A Couple Things to Learn about Leadership
Posted by Amy Wilson on October 26, 2009
But just having missed 2 questions on Dan McCarthy’s Talent Management Challenge , I want to talk about those specifically:
First, What is the most likely outcome of people focusing exclusively on developing their strengths and doing only those jobs that match their strengths?
A. It would only work well for those with the right strengths to begin with
B. People would be happier and more productive because they wouldn’t have to worry about their weaknesses
C. The strengths would get stronger, overwhelming any weaknesses that might get in the way
D. Strengths are likely to be overdone or not balanced, and unaddressed weaknesses would become blind spots
E. More people would become strong performers over time
I should have spotted the word “exclusively” and realized my answer of “E. More people would become strong performers over time” was overly optimistic. My team recently conducted a Strengthsfinder exercise and we found it to be very valuable. We learned a lot about ourselves, a lot about each other, and it seeded us with concrete plans on how to grow and get better. Apparently, I missed Dan’s excellent post on The Perils of Accentuating the Positive in which he reviews the book of the same name. “In a nutshell …,” he says “the ‘celebrate your strengths’ mantra is a feel-good, lazy way of side-stepping the hard work required to develop and be successful. It’s giving leaders ‘permission to stagnate””.
Ouch. That one really hurts. That will teach me to fall behind in my blog reading! It also gives me a lot to think about. I used to beat myself up a lot about my weaknesses. When I discovered “strengths”, it gave me a refreshing attitude adjustment. I felt more confident and motivated in my ability to be successful as a leader. And I think that’s good. What I’m learning is that beating myself up about my weaknesses too is actually good and healthy. It’s all part of the wacky self-development puzzle.
(The right answer is D. Strengths are likely to be overdone or not balanced, and unaddressed weaknesses would become blind spots)
Second, How do high performers rate themselves compared to low performers?
A. Rate themselves higher than others rate them
B. Rate themselves the same as others rate them
C. Rate themselves lower than others do
D. Rate themselves lower than others do and lower than low performers
E. Rate themselves at the same level as low performers
I was pretty sure that A & B weren’t right and I got tripped up on the semantics of C & D, so I picked “E. Rate themselves at the same level as low performers.”
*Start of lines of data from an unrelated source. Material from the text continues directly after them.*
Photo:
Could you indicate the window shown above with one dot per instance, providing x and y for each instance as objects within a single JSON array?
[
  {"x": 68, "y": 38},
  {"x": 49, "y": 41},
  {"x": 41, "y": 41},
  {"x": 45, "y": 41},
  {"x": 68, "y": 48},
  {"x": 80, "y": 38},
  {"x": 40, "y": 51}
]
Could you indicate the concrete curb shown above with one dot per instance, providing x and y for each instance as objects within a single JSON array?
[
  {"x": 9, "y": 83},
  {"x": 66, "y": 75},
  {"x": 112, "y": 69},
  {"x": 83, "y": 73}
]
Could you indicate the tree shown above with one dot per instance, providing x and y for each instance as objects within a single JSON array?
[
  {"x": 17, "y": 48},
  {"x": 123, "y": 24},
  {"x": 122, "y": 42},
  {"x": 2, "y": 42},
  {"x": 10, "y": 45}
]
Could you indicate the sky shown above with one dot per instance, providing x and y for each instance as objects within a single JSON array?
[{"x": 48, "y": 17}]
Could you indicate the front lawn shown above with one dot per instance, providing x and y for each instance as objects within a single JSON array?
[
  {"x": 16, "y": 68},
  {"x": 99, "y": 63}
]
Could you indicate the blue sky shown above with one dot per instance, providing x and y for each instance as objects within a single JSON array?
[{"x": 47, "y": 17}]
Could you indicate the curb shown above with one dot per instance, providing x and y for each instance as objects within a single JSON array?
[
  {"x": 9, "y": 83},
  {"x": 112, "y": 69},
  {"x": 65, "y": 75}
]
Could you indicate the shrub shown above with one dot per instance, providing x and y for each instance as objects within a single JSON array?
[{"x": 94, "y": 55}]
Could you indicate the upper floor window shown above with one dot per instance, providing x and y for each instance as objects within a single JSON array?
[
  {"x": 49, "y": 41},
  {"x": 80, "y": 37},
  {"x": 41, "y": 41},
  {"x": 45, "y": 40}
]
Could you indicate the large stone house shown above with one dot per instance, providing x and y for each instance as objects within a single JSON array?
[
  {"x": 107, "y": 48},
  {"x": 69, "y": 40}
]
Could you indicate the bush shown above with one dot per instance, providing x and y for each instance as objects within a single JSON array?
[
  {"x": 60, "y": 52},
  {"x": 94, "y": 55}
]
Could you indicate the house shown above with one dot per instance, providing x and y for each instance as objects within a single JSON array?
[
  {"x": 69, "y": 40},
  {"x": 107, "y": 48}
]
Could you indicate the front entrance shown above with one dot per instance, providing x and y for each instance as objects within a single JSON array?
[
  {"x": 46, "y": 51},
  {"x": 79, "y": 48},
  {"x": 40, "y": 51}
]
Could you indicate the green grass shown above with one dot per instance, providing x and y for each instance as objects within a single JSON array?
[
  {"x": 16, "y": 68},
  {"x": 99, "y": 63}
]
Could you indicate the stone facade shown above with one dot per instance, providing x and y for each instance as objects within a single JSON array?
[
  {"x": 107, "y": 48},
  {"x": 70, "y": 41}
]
The right answer is “D. Rate themselves lower than others do and lower than low performers.” This question, along with another question in Dan’s quiz (“Who is the least accurate judge of a manager’s job performance?”) tells us that self-assessments are meaningless and 360 feedback is a must. This makes sense and it’s not surprising, but I’m not sure what to do with this information as I look to advise employees, mentees, not to mention myself. There is other solid evidence out there that we should be marketing and positioning ourselves for more opportunities as well as developing self-awareness of our goodnesses (in addition to our weaknesses). So I wonder: should I be advising my people to give themselves credit or be overly humble (as a good high performer should …)?